I am a fitful writer. I am happiest when I write, but I often don’t write for weeks, even months at a time. During those times, I can feel myself losing grip of my art, my light, my happiness. I doubt my work. Then life takes over, and I let it. I’ll reorganize the entire house, clean the windows, wipe the baseboards, visit the grocery and hardware stores, take the kids on an all-day outing. I pretend it’s fine; life is just busy. The truth is that life is busy. But it’s not fine. Not writing is like telling my lover it’s okay for him to leave for a month and not call or write. I tell him, “I can keep busy. It’s okay, I’ll be fine.”
No. I won’t.
Well-meaning friends have proposed that writing in fits and starts is just how I work. I have fruitful periods and barren periods. Sometimes the muse just isn’t there. Well, screw that. My testy muse is an unreliable bitch and I need to find a way to forge on without her.

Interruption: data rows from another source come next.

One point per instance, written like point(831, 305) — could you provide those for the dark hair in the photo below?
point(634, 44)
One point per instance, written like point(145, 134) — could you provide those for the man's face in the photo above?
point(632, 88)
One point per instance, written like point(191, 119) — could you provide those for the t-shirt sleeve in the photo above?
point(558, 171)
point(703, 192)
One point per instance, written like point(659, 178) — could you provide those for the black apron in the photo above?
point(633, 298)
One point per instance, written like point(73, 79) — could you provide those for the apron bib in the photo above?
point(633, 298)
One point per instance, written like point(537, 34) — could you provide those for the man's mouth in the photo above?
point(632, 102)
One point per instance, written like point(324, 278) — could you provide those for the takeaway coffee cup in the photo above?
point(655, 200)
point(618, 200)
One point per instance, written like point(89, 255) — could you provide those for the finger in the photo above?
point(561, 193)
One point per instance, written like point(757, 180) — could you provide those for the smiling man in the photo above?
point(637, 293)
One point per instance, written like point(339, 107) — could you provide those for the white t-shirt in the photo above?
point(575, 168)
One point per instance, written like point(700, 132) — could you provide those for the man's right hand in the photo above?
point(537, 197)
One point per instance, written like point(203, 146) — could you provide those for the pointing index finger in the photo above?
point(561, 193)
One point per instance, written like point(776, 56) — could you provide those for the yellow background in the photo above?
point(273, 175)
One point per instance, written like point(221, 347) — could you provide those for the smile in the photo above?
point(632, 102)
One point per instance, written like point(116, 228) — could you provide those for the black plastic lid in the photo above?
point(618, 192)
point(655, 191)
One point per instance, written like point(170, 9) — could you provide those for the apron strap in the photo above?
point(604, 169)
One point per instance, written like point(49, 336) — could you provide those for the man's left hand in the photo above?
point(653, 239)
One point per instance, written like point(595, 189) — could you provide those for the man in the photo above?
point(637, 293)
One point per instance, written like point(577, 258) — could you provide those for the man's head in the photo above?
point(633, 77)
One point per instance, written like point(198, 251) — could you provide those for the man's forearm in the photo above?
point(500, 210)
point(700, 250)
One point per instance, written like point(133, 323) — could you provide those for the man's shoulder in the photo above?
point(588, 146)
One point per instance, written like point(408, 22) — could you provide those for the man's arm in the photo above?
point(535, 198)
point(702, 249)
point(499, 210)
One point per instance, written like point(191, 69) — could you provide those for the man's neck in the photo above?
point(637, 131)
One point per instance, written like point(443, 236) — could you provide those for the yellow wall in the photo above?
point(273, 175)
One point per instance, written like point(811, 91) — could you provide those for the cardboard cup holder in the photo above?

This last week, for the first time in over a decade, I considered giving up writing. I have a full memoir manuscript begging me from the shelf to just finish her, revise her, connect a few more dots. It’s an incredible story of faith and love and magic. And I sat around this week and said out loud, tears rolling down my cheeks, “It’s a stupid idea. I don’t even know why I’m writing it.”
Of course, the little honest bird in my heart knew that this was ridiculous, just a toe-dip into despair to see how it felt to give up. It was a reaching down, a superficial effort to hit bottom so I could sit down at the god-blessed computer and write something.
I guess it worked, because here I am. But I’m exhausted. I’m wet and worn like a twisted rag. I feel the pull, right this very second, to drift to my bed and take a nap. But with each word I type, I’m pushing away the blank page, trying to stare down the dark place, fists raised for a fight.